Strictly speaking parsing is the process of transforming a token sequence into a tree structure. Often we include the lex phase (turning a byte or symbol stream into a token stream) in the parse phase. Parsing is one thing the browser has to do in order to handle an HTML form, but there's more as well (it has to render, handle input, etc.) and there's no real name for this whole process other than like "browser behavior" which covers everything a browser does.
I'm just looking for a library that can do this for me. Basically take HTML and determine the exact HTTP request.
This, unfortunately, isn't as straight forward as it seems like it should be. Browsers are really complicated pieces of software, the more closely you want to imitate their behavior the slower and more complicated your solution has to be. If you're dealing with simple HTML form submission (like you see here, for example) then you can use something like mechanize or twill which implement a pseudo-browser with no render or scripting support. Essentially they wrap an HTTP library and an HTML parsing library and offer a little magic like cookie management and form interaction on top.
Many sites these days will use some kind of scripting to handle form submissions. Whether or not this is a good idea is a somewhat controversial topic among web developers but it's common enough. An example might be old vB where when you submitted the login form some javascript would MD5 hash your password and send that instead of your plaintext password. That's a stupid idea for a number of reasons but it meant that if you were writing scripts to interact with vB you had to either use something like phantom to get JS execution working or do the MD5 hashing by hand.

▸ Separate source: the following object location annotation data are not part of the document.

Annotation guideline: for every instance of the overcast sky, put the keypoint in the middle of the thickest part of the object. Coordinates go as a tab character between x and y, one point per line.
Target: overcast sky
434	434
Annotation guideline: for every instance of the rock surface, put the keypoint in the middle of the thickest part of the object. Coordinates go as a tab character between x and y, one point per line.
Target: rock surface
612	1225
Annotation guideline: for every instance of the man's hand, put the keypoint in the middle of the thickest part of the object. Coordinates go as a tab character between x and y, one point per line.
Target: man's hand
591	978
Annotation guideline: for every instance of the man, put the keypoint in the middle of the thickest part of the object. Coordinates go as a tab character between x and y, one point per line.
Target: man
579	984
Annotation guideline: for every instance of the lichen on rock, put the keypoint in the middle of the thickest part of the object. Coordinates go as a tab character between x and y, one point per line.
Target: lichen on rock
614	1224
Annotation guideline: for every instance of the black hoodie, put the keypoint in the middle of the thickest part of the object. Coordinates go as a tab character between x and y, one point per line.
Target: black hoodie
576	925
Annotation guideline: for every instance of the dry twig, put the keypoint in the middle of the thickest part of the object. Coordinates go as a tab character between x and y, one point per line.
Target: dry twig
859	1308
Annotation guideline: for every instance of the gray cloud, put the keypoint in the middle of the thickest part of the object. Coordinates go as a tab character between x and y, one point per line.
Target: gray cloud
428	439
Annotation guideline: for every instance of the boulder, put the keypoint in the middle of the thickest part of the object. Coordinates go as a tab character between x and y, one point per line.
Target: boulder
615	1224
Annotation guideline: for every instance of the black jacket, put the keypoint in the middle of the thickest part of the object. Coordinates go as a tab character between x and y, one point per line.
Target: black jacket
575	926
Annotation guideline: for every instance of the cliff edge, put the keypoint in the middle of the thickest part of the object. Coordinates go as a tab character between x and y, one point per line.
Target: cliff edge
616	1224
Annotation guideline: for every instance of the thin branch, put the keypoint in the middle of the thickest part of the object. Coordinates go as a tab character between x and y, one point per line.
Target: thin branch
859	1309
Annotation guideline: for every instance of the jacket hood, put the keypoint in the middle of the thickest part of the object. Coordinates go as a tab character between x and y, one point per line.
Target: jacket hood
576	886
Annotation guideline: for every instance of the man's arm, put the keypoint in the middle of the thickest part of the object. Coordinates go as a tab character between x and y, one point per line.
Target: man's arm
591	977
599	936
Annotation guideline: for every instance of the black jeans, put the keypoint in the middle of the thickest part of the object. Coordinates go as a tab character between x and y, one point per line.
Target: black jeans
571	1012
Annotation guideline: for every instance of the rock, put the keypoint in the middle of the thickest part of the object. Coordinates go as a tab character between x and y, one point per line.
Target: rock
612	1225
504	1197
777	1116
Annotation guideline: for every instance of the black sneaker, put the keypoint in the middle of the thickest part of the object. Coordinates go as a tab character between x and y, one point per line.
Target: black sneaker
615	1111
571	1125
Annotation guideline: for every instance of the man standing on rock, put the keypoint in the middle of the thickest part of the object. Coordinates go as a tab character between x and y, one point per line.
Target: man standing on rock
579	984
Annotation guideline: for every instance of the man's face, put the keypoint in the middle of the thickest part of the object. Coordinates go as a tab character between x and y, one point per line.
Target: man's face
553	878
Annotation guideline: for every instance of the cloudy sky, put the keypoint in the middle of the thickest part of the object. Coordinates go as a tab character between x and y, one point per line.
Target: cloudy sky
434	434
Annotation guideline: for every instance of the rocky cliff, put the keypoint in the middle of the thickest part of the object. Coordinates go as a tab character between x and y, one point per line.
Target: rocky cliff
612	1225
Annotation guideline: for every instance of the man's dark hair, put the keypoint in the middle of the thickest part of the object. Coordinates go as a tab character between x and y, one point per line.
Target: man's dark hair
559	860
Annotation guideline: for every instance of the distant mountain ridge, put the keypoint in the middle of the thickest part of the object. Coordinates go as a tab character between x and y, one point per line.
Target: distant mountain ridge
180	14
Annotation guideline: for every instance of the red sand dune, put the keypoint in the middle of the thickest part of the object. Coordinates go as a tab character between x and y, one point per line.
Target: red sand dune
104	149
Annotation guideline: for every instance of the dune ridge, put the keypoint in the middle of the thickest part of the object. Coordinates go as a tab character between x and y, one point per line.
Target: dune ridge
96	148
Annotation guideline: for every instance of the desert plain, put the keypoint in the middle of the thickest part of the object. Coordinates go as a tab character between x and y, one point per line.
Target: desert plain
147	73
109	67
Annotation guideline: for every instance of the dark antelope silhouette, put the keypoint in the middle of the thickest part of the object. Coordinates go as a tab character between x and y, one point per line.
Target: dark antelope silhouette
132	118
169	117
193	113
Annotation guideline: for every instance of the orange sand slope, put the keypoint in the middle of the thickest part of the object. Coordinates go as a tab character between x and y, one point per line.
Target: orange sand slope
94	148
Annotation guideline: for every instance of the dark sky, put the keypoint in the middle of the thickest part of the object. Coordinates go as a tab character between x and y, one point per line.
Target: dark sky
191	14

Phantom is pretty high fidelity, it's what's called a "headless browser", it's basically like starting up chrome only nothing gets rendered to the screen, you can save cycles on the geometry engine and you don't need a GPU to make it go reasonably fast. It's slower and bigger and frankly a pain in the ass dependency to manage though.
The most realistic simulation of a browser you'll get it selenium which simulates user interaction with a browser. It's the heaviest of all, requiring a library, a driver, and an actual browser. But it's nearly indistinguishable from what happens when you're sitting in front of a browser clicking shit.
So the moral of the story is you need to figure out the requirements of submitting your web form. Is there CSRF protection? Is JS involved? Is there UA detection? You'll have to decide on tooling based on how complicated the form you're trying to automate the submission of is.